Иногда Вера Ильинична, рискуя навлечь на себя недовольство Иланы и Семёна, открывала под вечер дверь, впускала Пятраса на кухню, доставала из "Эдвардаса" початую (в кои-то веки) бутылку и наливала ему шкалик. Варанаускас в пьяном и благодарном изумлении залпом опрокидывал его, наспех закусывал дармовым бутербродом и в надежде на повторную порцию пускался в неторопливые и негромкие рассуждения о том, какой непоправимый вред причинили русские и евреи в сороковом году его родной и независимой Литве.

- Ты, поне Вижанскене, не обижайся.
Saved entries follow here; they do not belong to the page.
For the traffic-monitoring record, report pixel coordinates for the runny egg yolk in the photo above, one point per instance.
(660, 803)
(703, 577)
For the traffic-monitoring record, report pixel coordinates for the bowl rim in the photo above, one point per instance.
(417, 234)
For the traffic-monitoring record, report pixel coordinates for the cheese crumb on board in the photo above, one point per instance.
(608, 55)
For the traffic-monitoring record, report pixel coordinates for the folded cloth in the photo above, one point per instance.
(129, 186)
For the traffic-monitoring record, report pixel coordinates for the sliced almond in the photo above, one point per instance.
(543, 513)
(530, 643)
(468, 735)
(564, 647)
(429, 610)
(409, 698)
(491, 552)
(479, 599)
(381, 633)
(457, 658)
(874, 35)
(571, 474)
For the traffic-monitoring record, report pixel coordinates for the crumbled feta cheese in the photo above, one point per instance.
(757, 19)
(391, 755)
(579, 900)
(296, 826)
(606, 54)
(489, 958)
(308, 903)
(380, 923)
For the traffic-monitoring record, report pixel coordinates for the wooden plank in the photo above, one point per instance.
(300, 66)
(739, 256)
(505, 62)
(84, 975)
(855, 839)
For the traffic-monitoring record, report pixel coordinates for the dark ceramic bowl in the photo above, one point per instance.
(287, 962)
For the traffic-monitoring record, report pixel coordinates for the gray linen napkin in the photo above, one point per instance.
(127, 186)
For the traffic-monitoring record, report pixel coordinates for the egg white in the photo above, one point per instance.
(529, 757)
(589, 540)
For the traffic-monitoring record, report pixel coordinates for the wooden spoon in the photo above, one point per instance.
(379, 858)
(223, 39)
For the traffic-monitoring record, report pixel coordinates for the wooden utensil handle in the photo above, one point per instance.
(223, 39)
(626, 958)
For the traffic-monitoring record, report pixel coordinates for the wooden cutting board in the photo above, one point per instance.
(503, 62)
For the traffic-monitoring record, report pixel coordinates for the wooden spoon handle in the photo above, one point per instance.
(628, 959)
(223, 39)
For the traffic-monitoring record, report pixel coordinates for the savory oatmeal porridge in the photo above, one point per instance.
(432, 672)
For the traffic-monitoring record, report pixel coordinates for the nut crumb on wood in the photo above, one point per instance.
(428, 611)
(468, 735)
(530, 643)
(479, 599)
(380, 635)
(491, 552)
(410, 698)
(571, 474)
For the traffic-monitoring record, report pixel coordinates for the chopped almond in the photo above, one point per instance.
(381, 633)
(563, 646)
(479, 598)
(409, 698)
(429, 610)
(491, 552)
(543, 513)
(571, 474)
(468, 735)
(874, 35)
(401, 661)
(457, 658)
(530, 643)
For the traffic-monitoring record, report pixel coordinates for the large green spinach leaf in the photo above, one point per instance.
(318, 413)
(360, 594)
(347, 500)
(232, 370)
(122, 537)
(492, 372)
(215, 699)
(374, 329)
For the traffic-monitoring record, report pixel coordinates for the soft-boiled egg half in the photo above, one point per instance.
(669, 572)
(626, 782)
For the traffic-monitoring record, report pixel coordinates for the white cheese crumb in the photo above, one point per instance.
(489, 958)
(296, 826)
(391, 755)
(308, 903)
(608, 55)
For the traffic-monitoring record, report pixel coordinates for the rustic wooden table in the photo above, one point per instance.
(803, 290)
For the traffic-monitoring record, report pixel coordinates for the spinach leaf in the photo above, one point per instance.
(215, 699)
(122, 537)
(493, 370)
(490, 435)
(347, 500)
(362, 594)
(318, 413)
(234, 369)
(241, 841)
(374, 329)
Лично к тебе у меня никаких претензий нет. Хотя ты и чистокровная русская, ты хороший человек, и дочь твоя - хороший человек, и зять твой - парень ничего, хотя они и евреи. И все-таки я тебе прямо скажу - это вы… вы в сороковом году изнасиловали Литву… Кто советские танки ввел? Русские. Кто броню целовал? Евреи… Факты, как говорят, упрямая вещь… Ты, поне Вижанскене, например, сама откуда к нам приехала?

- С Урала.

- Почему тебе, скажи, не собрать свои вещички и не возвратиться обратно? Почему твоим детям и внуку, если они не захотят с тобой на Урал, не податься в Израиль?.. Каждый, я так понимаю, должен жить среди своих. Правильно? Среди своих… Негры среди негров, евреи среди евреев… и так далее. Я так понимаю - кивая головой, поддерживал самого себя разомлевший Варанаускас и косился на бутылку. - Можно еще капельку? Опрокину и - домой… матч смотреть… С Сабонисом… Если хочешь, чтоб я за тебя в нашей, а не в вашей Литве слово замолвил, налей еще шкалик!
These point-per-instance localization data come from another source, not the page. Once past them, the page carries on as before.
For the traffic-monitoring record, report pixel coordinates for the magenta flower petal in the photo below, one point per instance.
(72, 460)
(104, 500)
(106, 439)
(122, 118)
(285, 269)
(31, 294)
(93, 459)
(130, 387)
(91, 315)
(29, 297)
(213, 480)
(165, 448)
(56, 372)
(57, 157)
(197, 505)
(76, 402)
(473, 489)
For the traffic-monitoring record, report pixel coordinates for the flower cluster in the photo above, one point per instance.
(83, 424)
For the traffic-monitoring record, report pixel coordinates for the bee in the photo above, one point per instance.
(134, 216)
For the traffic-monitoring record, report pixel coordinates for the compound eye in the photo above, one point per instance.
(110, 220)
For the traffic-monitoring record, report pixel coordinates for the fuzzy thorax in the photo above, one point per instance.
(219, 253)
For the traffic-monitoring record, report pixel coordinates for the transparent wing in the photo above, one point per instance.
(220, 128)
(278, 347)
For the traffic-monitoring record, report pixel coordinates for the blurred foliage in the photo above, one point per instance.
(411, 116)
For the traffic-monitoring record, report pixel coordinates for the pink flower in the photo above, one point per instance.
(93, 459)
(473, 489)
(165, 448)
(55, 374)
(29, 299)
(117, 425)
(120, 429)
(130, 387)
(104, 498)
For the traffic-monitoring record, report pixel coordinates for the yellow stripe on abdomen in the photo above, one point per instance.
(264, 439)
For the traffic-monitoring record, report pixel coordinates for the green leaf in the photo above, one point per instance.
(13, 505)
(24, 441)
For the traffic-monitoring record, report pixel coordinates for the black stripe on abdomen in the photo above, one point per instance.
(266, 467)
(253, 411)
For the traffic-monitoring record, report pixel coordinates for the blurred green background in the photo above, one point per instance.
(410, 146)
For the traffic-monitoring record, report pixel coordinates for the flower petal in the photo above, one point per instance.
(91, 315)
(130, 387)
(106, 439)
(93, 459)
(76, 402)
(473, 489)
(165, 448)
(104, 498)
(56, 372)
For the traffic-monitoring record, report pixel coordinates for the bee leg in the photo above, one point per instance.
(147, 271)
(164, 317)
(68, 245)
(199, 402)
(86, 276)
- Ступай, Пятрас, домой. Тебе матч смотреть, а мне рано вставать. Выпьешь в другой раз. Водка не киснет. А что до русских, то, будь моя воля, давно бы их всех отсюда увела. Всех… И пошла бы в первом ряду с песней. Но, боюсь, в Кремле моё пенье не поймут.

До провозглашения в Литве желанной независимости Варанаускас ещё сдерживал свой пыл, агитировал с оглядкой, скорее дружески-пренебрежительно, чем злостно, но после того, как Кремль вывел из республики свои войска, гнев Пятраса против оккупантов и погубителей Литвы вытек на улицу - в подпитии баламут выходил в соседний сквер, забирался на юное деревцо свободы и, подражая новым вождям Литвы, выплескивал на детские коляски, на волейбольную площадку, на седину и перхоть пенсионеров один спелый лозунг за другим. - Red Army, go home! Russian, go home! Услышав от дворника, что Портновы-Вижанские собираются в Израиль, Варанаускас первый поспешил их поздравить. Наконец-то! Все бы так! Русские - на Урал! Евреи - в Израиль! Поляки - в Варшаву! Но поскольку все радости Пятраса чем-то смахивали на употребляемые им напитки (их всегда было мало), ему хотелось, чтобы эту новость подтвердила сама поне Вижанскене. Поне Вижанскене не станет врать. Если она подтвердит, то по такому случаю, как русские говорят, можно будет выпить с ней на посошок.

- Слышал, поне Вижанскене, вы собираетесь нас покинуть…

- Собираюсь. Как только квартиру найду, так и перееду. Придется, Пятрас, теперь за шкаликом стучаться в другие двери…

- На новую квартиру? А дворник наш… Пранас… говорит, что вы… всей семьей как будто туда… в Израиль, - разочарованно прогудел Варанаускас.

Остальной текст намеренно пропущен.